Нам хотелось бы верить, что большинство детей рождаются в домах, где их любят. Однако любви в семье не может существовать, если взрослые не
Любви без справедливости не существует. И пока мы живем в культуре, которая не уважает, не поддерживает основные гражданские права детей, большинство из них так и не познают любви. В нашей культуре частная семейная жизнь – это единственная институционализированная сфера власти, которая может быть автократической и фашистской. Будучи абсолютными правителями в рамках своей семьи, родители без всяких обсуждений решают, что лучше для своих детей. Если при этом права детей ущемляются, у них нет возможности обратиться в суд. В отличие от женщин, которые могут объединиться против сексистского господства, требуя равных прав и справедливости, дети, которые подвергаются эксплуатации и угнетению, могут рассчитывать только на помощь благонамеренных взрослых.
Всем нам известно, что взрослые, независимо от класса или расы, редко вмешиваются, чтобы выяснить или оспорить то, что их сверстники делают со «своими» детьми.

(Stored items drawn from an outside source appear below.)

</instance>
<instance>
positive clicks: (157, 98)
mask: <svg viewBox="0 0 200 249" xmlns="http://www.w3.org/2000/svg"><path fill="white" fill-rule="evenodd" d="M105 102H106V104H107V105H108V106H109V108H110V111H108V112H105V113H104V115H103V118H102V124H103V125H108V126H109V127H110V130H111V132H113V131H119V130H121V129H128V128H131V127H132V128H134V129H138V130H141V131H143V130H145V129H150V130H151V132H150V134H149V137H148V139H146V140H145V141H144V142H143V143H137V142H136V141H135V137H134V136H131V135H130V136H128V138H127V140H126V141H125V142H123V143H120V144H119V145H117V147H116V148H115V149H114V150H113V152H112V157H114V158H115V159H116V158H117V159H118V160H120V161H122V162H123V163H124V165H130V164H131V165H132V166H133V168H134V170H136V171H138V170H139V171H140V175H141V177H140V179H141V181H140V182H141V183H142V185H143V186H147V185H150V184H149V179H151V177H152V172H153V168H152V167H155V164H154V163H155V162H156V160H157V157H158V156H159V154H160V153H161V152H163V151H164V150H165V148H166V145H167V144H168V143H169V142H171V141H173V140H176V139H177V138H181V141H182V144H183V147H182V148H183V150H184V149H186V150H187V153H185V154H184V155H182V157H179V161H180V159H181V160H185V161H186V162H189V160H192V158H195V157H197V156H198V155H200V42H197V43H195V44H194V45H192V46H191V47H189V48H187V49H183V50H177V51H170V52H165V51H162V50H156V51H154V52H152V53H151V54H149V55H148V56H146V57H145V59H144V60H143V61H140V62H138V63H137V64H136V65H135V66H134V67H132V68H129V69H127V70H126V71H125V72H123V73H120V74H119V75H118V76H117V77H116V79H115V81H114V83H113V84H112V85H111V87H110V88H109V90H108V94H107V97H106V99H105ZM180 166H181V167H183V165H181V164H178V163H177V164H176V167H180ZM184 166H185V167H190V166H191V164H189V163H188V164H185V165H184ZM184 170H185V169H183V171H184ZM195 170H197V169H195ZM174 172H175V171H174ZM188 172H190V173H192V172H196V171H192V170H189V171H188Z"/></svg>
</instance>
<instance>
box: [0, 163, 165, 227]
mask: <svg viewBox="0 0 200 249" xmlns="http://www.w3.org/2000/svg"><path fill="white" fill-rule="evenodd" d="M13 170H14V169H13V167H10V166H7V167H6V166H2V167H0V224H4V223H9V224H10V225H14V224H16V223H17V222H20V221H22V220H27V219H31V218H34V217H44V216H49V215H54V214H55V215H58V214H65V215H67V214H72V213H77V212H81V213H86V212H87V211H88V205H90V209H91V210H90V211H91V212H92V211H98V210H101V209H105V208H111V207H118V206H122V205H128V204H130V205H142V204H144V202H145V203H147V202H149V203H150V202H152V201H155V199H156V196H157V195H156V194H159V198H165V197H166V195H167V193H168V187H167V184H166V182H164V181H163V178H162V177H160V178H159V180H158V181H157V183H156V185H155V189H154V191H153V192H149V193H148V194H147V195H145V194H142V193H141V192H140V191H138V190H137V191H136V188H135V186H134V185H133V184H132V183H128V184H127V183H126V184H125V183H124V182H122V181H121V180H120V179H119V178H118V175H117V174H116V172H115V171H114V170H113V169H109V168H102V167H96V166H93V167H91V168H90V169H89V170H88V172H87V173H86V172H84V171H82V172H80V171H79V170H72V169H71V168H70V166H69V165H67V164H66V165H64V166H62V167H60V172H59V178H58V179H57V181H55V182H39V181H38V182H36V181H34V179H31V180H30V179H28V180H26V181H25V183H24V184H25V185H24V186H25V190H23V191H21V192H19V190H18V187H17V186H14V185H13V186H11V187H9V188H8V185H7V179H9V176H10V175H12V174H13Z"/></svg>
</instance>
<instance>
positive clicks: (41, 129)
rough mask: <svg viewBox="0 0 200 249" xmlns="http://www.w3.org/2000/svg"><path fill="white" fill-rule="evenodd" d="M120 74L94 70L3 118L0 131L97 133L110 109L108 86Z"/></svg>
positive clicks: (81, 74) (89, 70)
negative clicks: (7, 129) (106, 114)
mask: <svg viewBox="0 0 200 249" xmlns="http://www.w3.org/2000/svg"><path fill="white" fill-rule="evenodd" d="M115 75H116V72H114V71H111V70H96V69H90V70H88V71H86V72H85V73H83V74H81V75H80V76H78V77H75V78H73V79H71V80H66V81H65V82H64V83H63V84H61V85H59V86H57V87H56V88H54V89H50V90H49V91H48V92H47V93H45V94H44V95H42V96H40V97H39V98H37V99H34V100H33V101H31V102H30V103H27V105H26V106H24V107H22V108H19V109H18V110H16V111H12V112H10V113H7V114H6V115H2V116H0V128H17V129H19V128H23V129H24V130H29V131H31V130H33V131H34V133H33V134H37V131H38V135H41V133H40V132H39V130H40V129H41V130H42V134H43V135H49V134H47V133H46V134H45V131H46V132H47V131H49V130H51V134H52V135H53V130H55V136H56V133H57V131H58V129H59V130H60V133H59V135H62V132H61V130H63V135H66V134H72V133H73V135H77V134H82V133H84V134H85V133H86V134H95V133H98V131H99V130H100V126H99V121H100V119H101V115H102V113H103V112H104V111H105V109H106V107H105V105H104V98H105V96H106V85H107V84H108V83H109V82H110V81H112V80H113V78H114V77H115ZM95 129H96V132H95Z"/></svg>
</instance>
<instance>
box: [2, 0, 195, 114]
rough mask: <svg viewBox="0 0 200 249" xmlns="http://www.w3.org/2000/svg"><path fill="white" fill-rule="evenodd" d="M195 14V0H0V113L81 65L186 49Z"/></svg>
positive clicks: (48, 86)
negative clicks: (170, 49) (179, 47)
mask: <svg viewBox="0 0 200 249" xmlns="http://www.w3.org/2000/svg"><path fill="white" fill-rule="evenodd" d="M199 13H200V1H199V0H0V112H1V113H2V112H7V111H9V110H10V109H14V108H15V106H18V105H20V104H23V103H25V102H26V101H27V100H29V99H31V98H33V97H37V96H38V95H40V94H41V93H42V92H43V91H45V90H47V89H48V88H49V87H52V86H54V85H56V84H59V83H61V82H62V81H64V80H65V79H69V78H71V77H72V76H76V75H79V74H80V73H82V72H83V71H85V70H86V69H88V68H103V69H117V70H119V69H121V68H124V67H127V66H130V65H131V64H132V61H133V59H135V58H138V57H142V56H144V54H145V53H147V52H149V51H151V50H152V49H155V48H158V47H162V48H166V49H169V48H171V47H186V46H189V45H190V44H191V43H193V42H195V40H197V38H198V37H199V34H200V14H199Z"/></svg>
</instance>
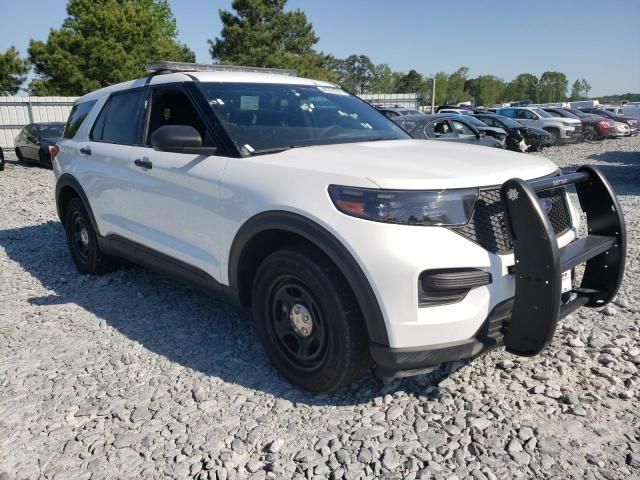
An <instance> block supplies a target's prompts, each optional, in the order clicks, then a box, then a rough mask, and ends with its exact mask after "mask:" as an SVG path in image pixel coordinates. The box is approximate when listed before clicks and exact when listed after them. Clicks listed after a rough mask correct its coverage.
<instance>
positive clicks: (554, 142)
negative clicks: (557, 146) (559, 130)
mask: <svg viewBox="0 0 640 480" xmlns="http://www.w3.org/2000/svg"><path fill="white" fill-rule="evenodd" d="M547 133H548V134H549V135H551V144H552V145H558V144H560V132H559V131H558V130H557V129H555V128H550V129H549V130H547Z"/></svg>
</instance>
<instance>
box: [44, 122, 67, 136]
mask: <svg viewBox="0 0 640 480" xmlns="http://www.w3.org/2000/svg"><path fill="white" fill-rule="evenodd" d="M63 131H64V125H41V126H40V138H60V137H61V136H62V132H63Z"/></svg>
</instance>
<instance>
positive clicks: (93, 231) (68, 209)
mask: <svg viewBox="0 0 640 480" xmlns="http://www.w3.org/2000/svg"><path fill="white" fill-rule="evenodd" d="M64 229H65V233H66V236H67V244H68V246H69V252H70V253H71V258H72V259H73V263H75V265H76V268H77V269H78V271H79V272H80V273H82V274H85V275H101V274H103V273H107V272H110V271H112V270H113V269H114V268H115V266H116V264H115V261H114V259H112V258H111V257H108V256H106V255H104V254H103V253H102V252H101V251H100V247H99V246H98V240H97V237H96V232H95V230H94V229H93V224H92V223H91V218H90V217H89V214H88V213H87V209H86V208H85V206H84V204H83V203H82V200H80V199H79V198H78V197H75V198H72V199H71V200H70V201H69V204H68V205H67V208H66V210H65V217H64Z"/></svg>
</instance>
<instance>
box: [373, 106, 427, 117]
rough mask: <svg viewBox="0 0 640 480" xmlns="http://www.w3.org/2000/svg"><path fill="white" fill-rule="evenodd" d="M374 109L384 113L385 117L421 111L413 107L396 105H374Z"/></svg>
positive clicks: (419, 114)
mask: <svg viewBox="0 0 640 480" xmlns="http://www.w3.org/2000/svg"><path fill="white" fill-rule="evenodd" d="M376 109H377V110H378V111H379V112H380V113H382V114H384V115H385V116H386V117H387V118H393V117H397V116H399V115H421V114H422V112H420V111H419V110H416V109H415V108H398V107H376Z"/></svg>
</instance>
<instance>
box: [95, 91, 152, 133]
mask: <svg viewBox="0 0 640 480" xmlns="http://www.w3.org/2000/svg"><path fill="white" fill-rule="evenodd" d="M143 97H144V90H137V91H135V92H126V93H120V94H118V95H114V96H112V97H111V100H109V105H108V106H107V107H106V114H105V115H106V118H105V119H104V128H103V131H102V136H101V139H102V141H103V142H109V143H121V144H125V145H133V144H136V143H138V131H139V122H138V118H139V114H140V103H141V101H142V98H143ZM98 120H100V119H98ZM97 123H98V122H96V124H97ZM94 133H96V132H94ZM96 139H98V138H96Z"/></svg>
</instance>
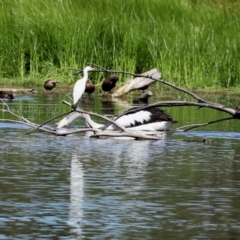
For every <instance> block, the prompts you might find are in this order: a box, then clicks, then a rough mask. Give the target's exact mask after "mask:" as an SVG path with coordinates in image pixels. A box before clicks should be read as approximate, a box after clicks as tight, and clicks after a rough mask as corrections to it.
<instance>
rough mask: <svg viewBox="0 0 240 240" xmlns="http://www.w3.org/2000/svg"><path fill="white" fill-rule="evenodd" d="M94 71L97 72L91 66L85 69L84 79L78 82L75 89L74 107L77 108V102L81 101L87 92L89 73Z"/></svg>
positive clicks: (73, 100) (82, 79)
mask: <svg viewBox="0 0 240 240" xmlns="http://www.w3.org/2000/svg"><path fill="white" fill-rule="evenodd" d="M93 70H95V68H92V67H89V66H87V67H85V68H84V69H83V78H81V79H79V80H77V82H76V83H75V85H74V87H73V106H74V107H76V105H77V102H78V101H79V100H80V98H81V97H82V95H83V93H84V91H85V88H86V83H87V80H88V72H89V71H93Z"/></svg>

Однажды на вечеринке, где по большей части собрались образованные, высокооплачиваемые профессионалы разнообразных рас и поколений, была поднята тема дисциплинирования детей при помощи ударов. Почти все гости старше тридцати лет заявили о необходимости применения физических наказаний. Многие из присутствующих в зале в детстве получали шлепки или побои. Мужчины громче всех выступали в защиту физических наказаний. Женщины, в основном матери, говорили о том, что битье – это крайняя мера, к которой они прибегают в случае необходимости.
Пока один из мужчин хвастался агрессивными побоями, которые получал от своей матери, убеждая всех вокруг, будто ее действия «пошли ему на пользу», я прервала его и предположила, что он, возможно, не был бы женоненавистником, если бы в детстве его не избивала женщина. Конечно, нельзя утверждать, что каждый человек, которого били в детстве, вырастет таким же жестоким, но я все же хотела, чтобы присутствующие гости признали, что насилие со стороны взрослых в детстве имеет пагубные последствия во взрослой жизни.

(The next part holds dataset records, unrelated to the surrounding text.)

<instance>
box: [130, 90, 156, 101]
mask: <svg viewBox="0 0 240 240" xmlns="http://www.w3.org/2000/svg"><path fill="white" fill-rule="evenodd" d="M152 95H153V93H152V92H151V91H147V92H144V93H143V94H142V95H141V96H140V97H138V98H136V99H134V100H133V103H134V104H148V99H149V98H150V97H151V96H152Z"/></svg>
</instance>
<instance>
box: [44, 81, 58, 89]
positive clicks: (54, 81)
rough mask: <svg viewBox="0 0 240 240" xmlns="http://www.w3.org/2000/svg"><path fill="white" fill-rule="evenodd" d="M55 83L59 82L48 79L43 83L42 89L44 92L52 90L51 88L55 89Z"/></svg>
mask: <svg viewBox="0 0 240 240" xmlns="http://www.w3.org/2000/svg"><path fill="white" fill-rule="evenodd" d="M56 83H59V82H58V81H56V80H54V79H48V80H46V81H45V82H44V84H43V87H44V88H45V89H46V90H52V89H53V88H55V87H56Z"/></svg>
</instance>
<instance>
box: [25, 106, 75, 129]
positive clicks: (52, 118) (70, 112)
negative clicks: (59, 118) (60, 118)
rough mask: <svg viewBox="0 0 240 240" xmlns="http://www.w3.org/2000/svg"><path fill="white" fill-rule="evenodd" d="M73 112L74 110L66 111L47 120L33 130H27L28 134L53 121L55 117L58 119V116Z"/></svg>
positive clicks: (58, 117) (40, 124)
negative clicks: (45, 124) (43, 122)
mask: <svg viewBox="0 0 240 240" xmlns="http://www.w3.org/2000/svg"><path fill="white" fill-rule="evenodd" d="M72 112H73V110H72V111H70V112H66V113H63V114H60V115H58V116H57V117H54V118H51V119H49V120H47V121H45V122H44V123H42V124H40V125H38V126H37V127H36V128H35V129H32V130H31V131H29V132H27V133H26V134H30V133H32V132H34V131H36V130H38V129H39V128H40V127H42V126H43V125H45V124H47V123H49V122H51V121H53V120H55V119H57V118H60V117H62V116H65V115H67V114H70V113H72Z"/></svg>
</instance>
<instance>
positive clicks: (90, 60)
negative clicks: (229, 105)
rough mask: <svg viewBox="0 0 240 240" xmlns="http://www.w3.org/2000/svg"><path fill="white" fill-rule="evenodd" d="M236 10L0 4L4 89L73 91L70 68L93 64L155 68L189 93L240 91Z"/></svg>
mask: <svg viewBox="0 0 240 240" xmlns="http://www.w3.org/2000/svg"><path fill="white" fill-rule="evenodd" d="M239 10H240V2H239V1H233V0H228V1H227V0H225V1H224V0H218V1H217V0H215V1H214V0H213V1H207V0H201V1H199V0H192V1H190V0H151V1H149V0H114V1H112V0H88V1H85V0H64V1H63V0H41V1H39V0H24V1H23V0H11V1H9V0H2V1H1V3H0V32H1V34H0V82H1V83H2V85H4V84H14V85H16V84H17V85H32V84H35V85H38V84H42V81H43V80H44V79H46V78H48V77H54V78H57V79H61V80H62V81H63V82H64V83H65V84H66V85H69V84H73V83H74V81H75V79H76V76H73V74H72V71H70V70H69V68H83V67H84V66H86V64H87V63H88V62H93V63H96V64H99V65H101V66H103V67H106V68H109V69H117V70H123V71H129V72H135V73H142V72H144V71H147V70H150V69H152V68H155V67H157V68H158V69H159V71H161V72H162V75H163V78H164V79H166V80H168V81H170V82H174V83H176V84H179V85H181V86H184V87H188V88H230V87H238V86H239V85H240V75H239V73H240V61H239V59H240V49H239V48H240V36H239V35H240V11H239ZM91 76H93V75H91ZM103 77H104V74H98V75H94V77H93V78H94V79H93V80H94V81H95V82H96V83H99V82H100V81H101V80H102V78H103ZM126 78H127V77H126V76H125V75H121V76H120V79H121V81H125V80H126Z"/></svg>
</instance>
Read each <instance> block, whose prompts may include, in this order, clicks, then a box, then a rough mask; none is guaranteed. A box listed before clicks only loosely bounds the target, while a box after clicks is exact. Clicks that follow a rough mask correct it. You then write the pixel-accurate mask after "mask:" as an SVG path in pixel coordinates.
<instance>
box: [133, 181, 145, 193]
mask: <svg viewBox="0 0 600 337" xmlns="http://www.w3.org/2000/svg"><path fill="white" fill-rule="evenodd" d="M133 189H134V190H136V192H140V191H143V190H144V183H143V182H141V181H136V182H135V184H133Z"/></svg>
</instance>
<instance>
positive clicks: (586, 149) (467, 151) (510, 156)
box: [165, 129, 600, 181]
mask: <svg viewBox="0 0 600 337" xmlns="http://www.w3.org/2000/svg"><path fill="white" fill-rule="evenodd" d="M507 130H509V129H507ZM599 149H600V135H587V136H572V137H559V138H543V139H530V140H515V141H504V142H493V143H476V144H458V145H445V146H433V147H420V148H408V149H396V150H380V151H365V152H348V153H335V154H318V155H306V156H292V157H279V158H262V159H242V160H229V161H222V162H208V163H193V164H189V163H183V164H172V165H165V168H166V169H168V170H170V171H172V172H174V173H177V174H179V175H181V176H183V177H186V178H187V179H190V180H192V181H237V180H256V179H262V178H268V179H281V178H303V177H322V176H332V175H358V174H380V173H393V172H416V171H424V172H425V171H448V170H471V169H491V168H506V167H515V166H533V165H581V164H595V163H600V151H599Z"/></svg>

Молодой специалист, мать маленького мальчика, с гордостью заявила, что сына она не бьет. Когда ребенок плохо себя вел, она щипала его до тех пор, пока тот не понимал, что от него требовалось. Разве это не форма насилия? Гости поддержали молодую мать и ее мужа в их методах, но лично меня ее действия поразили. Но, к сожалению, я была одиноким голосом, выступавшим в защиту прав детей.

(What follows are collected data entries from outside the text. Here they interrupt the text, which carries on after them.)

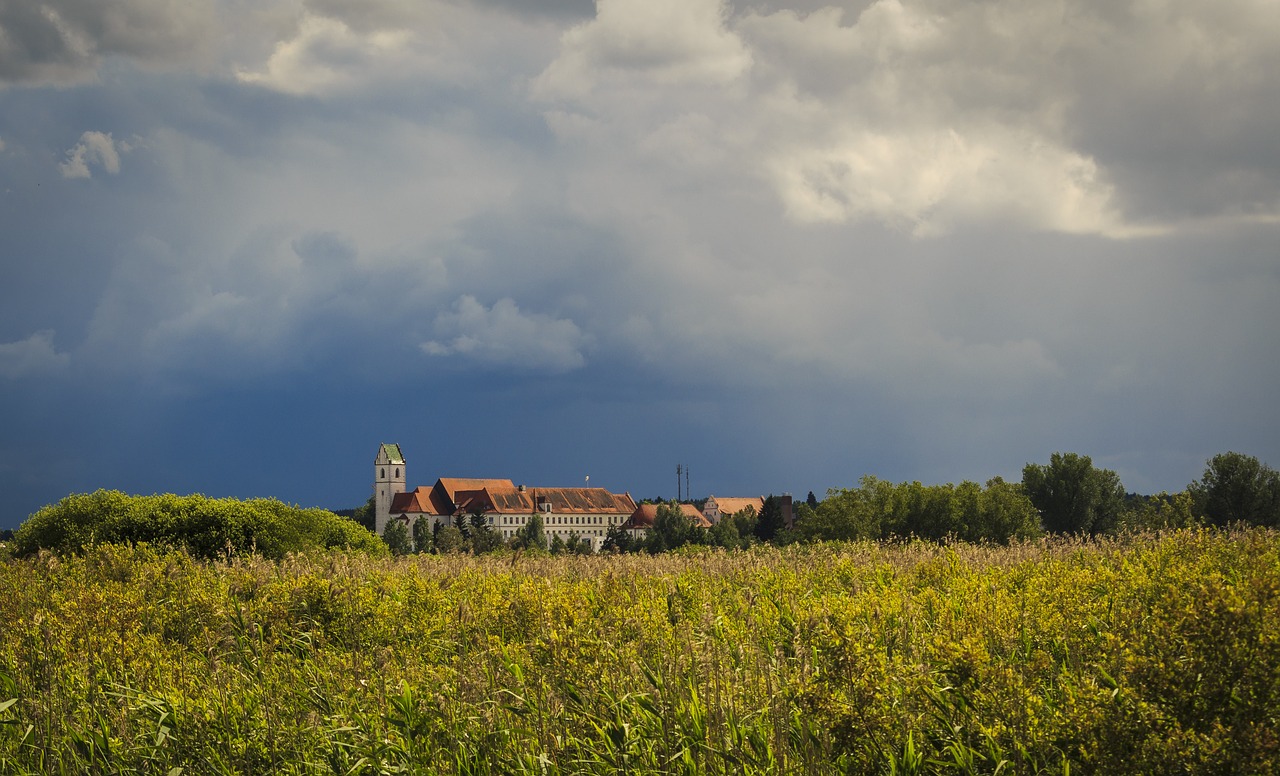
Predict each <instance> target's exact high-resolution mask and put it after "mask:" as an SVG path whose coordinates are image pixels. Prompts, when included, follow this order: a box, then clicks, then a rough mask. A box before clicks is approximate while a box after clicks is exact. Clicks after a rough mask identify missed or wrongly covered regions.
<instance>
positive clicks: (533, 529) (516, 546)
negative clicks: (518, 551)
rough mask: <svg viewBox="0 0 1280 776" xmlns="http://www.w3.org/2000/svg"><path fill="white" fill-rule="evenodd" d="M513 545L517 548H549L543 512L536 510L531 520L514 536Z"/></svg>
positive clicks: (530, 518) (515, 547) (519, 548)
mask: <svg viewBox="0 0 1280 776" xmlns="http://www.w3.org/2000/svg"><path fill="white" fill-rule="evenodd" d="M511 546H512V547H515V548H517V549H539V551H543V549H547V529H545V528H544V525H543V515H541V512H534V513H532V515H530V516H529V520H527V521H526V522H525V525H522V526H521V528H520V530H517V531H516V535H515V537H512V543H511Z"/></svg>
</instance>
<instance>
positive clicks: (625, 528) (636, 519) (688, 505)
mask: <svg viewBox="0 0 1280 776" xmlns="http://www.w3.org/2000/svg"><path fill="white" fill-rule="evenodd" d="M660 506H663V505H657V503H643V505H640V506H637V507H636V510H635V511H634V512H631V516H630V517H627V521H626V522H623V524H622V530H625V531H627V533H628V534H631V535H632V537H634V538H636V539H640V538H644V537H645V535H646V534H648V533H649V529H652V528H653V521H654V520H657V517H658V507H660ZM680 511H681V512H684V513H685V516H686V517H689V519H690V520H692V521H694V525H696V526H698V528H710V526H712V524H710V521H709V520H707V517H705V516H704V515H703V513H701V512H699V511H698V507H695V506H694V505H691V503H682V505H680Z"/></svg>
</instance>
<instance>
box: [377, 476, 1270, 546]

Позже, уже на собрании с другими людьми, я попросила представить ситуацию, в которой мужчина, недовольный поведением жены или спутницы, изо всех сил щипал бы ее. В ответ на мою фразу все остолбенели. Они увидели в этом действии принуждение и оскорбление. Но при этом никто не признал, что это неправильно по отношению к детям. Все родители утверждали, что любили своих детей. Все они имели высшее образование. Большинство из них называли себя либералами, поддерживающими гражданские права и феминизм. Но когда дело касалось прав детей, у них появлялись другие стандарты.